My noble and learned friend Lord Browne-Wilkinson has postulated the case where the breach does not occur (or the defects are not discovered) until after completion of the work and sale of the building to a purchaser who has taken an assignment of a collateral warranty.

    I do not share his concern that such a case will cause difficulty in practice. The position will be the same as in the ordinary case where the building owner and the building employer are one and the same. In such a case, the building employer/owner suffers no financial loss if he disposes of the building before the breach occurs or the defects are discovered. It cannot make any difference that the building owner and the building employer are different. The purchaser will have a cause of action under the collateral warranty. Whether this bars the remedy of the building employer depends on whether the St. Martin case is properly regarded as covered by the narrow ground or, now that it is available, the broad ground. If the former, it is an exception to the privity rule, and the building owner's action is barred (because it is not needed) by the existence of the purchaser's cause of action. If the latter, then the building owner is in theory entitled to bring proceedings in respect of own his own defeated expectation interest, but they are likely to be stayed since in practice the purchaser will normally prefer to bring his own.

    All the supposed difficulties disappear once it is grasped that the building employer's performance interest merely reflects the interest of the building owner and that his loss cannot exceed that of the building owner.

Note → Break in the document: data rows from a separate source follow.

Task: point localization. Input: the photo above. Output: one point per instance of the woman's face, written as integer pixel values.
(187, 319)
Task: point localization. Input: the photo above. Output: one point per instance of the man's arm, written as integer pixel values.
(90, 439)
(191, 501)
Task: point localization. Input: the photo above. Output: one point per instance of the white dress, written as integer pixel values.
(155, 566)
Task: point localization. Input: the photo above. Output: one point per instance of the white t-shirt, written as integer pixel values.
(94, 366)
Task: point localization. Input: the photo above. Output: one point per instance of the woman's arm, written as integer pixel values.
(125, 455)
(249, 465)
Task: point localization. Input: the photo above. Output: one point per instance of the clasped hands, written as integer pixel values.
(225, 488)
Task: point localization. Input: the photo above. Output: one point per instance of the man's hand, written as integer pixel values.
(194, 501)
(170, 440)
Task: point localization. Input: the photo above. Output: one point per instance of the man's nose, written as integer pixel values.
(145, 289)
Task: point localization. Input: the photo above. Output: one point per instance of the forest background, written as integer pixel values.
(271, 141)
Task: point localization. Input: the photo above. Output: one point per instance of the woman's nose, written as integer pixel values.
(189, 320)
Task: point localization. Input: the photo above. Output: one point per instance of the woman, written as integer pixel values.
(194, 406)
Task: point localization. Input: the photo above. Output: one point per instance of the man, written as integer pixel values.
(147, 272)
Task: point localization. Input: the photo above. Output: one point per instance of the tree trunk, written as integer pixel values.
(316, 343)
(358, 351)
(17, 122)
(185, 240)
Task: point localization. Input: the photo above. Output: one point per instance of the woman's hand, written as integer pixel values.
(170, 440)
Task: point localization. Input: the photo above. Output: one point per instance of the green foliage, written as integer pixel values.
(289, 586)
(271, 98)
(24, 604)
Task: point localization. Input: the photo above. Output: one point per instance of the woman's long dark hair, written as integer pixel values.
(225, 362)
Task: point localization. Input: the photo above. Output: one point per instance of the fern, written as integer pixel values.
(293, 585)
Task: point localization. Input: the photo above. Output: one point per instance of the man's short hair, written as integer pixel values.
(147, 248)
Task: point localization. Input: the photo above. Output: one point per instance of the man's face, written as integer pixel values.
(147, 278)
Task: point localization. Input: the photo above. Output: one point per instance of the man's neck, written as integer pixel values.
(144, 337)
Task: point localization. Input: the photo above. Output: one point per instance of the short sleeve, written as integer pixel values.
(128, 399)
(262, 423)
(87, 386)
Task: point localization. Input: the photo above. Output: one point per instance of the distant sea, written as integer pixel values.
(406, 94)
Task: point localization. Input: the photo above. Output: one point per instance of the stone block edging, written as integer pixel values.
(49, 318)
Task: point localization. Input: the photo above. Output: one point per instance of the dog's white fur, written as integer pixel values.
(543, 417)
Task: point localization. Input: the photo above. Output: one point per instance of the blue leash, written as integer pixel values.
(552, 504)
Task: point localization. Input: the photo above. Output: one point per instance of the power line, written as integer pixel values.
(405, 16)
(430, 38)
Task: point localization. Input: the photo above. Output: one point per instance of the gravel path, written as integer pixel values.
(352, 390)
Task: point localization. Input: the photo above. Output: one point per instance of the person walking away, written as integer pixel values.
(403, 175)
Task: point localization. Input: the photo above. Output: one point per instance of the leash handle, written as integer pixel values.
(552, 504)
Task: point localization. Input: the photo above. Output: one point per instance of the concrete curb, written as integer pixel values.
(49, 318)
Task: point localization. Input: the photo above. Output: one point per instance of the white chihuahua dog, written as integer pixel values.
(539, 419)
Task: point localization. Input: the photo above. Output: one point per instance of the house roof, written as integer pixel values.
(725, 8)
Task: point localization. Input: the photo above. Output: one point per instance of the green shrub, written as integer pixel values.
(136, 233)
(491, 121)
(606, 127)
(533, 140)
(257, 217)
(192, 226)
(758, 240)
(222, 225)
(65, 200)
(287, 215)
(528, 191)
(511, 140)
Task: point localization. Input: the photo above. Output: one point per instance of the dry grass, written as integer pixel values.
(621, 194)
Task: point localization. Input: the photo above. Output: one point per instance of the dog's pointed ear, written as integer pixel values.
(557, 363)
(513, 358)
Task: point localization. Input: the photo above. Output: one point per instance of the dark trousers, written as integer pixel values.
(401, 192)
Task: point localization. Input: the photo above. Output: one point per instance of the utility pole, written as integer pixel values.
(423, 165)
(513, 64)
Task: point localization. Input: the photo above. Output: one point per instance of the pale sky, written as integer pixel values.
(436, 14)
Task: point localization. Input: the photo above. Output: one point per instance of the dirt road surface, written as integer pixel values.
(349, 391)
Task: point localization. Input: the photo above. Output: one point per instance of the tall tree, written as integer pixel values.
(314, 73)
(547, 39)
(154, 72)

    In the present case U.I.P.L. is fully aware of the present proceedings and supports Panatown's claim to substantial damages. It has no wish to be forced to invoke its own subsidiary and inferior remedy under the D.C.D. There is no need to join it in the proceedings or require it to enter into a formal waiver of its claim under the D.C.D. Any claim it may have under the D.C.D. will be satisfied by the payment of damages to Panatown.